MP calls for 20mph speed limit outside all schools
An MP in Walsall has launched a campaign calling for a 20mph speed limit to be introduced outside all schools in her constituency.
MP ValerieVaz said it was 'unacceptable' 29 children were killed on British roads last year and that those lives might have been saved if the limit had been lowered.
The Labour MP for Walsall South, whose brother Keith is also a long-standing MP, said she had been made aware of two recent 'near misses' outside Joseph Leckie Academy on Walstead Road West and Bentley West Primary School on Monmouth Road.
Launching her campaign Mrs Vaz said: "There is compelling evidence that lower speed limits prevent serious injuries and deaths on our roads.
"It is quite clear that 30mph speed limits outside schools are unsafe and so I am calling for 20mph speed limits to be introduced instead."
She added: "I consulted all headteachers in Walsall South to ask whether they would support the implementation of 20mph speed limits outside their schools.
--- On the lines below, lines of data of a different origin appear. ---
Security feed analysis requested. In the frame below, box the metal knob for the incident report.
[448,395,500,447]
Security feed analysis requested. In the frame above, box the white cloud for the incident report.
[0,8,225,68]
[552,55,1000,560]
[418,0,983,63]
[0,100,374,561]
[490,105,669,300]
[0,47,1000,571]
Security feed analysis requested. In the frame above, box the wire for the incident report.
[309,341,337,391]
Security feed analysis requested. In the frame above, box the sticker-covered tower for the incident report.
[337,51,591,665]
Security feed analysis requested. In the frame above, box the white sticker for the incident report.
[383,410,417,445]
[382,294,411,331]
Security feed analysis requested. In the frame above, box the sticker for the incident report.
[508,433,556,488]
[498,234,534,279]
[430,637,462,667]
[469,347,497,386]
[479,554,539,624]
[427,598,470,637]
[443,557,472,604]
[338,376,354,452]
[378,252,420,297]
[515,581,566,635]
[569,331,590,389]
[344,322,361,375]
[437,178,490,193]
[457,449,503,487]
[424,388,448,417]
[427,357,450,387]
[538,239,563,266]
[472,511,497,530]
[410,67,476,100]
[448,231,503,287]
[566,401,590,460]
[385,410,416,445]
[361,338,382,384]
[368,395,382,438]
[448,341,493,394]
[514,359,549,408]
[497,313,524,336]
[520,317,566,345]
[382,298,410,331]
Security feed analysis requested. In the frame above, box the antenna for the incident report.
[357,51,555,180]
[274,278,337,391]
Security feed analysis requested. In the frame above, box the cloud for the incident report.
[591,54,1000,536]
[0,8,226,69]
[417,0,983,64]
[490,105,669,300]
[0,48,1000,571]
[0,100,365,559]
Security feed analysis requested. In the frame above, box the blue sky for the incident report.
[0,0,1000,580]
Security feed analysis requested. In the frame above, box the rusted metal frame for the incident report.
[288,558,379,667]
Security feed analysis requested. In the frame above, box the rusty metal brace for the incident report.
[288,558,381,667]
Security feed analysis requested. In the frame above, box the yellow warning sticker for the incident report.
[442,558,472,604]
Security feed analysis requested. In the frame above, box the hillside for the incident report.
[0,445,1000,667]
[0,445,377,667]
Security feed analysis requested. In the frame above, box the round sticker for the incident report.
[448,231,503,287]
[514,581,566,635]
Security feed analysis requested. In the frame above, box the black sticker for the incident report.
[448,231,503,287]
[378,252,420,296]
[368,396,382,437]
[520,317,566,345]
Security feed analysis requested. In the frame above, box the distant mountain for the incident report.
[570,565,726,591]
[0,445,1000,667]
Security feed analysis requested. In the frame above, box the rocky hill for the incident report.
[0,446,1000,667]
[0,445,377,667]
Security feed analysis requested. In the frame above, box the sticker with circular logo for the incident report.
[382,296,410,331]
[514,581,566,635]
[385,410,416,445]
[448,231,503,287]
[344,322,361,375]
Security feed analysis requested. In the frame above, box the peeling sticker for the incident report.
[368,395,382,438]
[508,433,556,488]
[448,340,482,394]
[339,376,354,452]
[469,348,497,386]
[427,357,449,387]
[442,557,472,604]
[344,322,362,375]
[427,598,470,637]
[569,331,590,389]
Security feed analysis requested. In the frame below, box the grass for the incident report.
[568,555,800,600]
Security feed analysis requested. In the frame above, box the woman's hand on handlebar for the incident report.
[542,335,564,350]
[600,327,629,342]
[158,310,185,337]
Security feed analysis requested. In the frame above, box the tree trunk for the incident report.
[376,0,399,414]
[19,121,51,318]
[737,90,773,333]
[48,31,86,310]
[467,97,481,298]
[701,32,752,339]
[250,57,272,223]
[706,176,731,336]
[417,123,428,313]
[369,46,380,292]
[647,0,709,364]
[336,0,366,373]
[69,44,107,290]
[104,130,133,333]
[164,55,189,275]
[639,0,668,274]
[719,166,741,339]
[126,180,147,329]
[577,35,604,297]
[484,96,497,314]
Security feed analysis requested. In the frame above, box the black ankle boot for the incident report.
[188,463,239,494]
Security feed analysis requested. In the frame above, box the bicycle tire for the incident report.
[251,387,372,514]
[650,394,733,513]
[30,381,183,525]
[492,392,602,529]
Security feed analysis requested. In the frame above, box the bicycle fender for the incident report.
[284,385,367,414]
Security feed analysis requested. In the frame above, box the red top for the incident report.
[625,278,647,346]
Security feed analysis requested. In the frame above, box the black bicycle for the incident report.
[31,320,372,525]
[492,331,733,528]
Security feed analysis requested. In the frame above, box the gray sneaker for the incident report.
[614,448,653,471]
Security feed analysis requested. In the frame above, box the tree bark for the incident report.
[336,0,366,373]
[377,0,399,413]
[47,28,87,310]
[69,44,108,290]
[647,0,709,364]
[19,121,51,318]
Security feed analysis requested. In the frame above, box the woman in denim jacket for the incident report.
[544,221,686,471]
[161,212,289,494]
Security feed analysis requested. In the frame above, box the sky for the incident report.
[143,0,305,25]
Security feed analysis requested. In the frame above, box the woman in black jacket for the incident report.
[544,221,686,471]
Thirty headteachers out 38 responded and every response was in favour of implementing 20mph speed limits outside all schools."
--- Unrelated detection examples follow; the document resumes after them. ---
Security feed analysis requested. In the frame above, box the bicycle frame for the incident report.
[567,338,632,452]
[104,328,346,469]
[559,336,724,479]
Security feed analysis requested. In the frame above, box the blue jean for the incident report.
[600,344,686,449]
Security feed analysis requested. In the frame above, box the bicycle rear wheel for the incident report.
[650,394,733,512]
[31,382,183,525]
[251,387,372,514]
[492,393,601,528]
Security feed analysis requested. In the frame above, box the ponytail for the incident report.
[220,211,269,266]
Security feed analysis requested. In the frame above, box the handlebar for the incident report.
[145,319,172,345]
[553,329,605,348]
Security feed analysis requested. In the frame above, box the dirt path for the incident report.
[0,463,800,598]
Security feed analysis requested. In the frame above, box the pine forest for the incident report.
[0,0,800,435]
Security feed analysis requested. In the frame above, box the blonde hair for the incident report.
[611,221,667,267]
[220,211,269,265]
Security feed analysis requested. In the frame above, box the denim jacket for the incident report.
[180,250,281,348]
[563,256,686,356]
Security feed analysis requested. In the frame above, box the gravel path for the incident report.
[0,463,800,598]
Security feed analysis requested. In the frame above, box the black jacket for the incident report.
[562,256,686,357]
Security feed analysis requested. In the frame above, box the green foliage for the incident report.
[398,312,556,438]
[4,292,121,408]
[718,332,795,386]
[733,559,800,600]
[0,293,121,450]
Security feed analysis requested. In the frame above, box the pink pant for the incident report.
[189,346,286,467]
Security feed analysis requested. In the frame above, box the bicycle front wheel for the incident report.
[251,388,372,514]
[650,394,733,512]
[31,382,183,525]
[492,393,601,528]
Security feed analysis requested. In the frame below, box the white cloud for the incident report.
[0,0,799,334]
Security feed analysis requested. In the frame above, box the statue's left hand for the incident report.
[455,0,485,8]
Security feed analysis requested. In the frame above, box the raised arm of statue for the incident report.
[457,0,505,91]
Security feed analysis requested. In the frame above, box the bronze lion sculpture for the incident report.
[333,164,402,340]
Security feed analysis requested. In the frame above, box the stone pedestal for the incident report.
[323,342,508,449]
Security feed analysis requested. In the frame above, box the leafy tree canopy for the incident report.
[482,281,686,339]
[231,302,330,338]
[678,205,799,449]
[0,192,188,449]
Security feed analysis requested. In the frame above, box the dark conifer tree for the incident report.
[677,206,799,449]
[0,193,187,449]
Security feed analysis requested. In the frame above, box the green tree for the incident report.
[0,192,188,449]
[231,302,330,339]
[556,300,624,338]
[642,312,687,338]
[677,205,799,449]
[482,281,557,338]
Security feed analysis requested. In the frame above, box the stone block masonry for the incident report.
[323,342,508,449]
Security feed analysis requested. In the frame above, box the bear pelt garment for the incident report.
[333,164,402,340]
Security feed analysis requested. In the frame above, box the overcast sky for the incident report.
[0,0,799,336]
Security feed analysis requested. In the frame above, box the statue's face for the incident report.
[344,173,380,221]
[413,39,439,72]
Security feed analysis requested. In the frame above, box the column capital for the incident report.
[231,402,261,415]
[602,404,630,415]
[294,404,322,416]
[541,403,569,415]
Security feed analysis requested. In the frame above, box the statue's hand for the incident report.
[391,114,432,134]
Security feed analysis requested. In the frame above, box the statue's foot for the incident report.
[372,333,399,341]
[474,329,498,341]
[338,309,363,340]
The Royal Society for the Prevention of Accidents has published statistics showing that pedestrians hit by a car travelling at 20mph have a 1.5 per cent fatality risk compared to an eight per cent fatality risk for those hit by a car travelling at 30mph.
The report said 20mph speed limits reduce speeds and increase safety even without the use of traffic calming and are a cost effective way to "drastically improve safety for our children."
Walsall Council will now need to carry out a 21 day consultation and make a Traffic Regulation Order.
Residents in Halesowen, Dudley, have recently been consulted over a £75,000 scheme to cut speed limits and revise road layouts in a bid to boost safety outside Lapal Primary School, which has been made part of Dudley Council's Safer Routes to School scheme.
Meanwhile, speed limits in Sandwell are set to be cut after almost half of people questioned by the council admitted they didn't feel safe walking.
A consultation run by the authority found 47 per cent of around 300 respondents felt that walking in Sandwell was either not 'very safe' or even 'fairly safe', leading bosses to reduce the limit from 30mph to 20mph on some residential streets.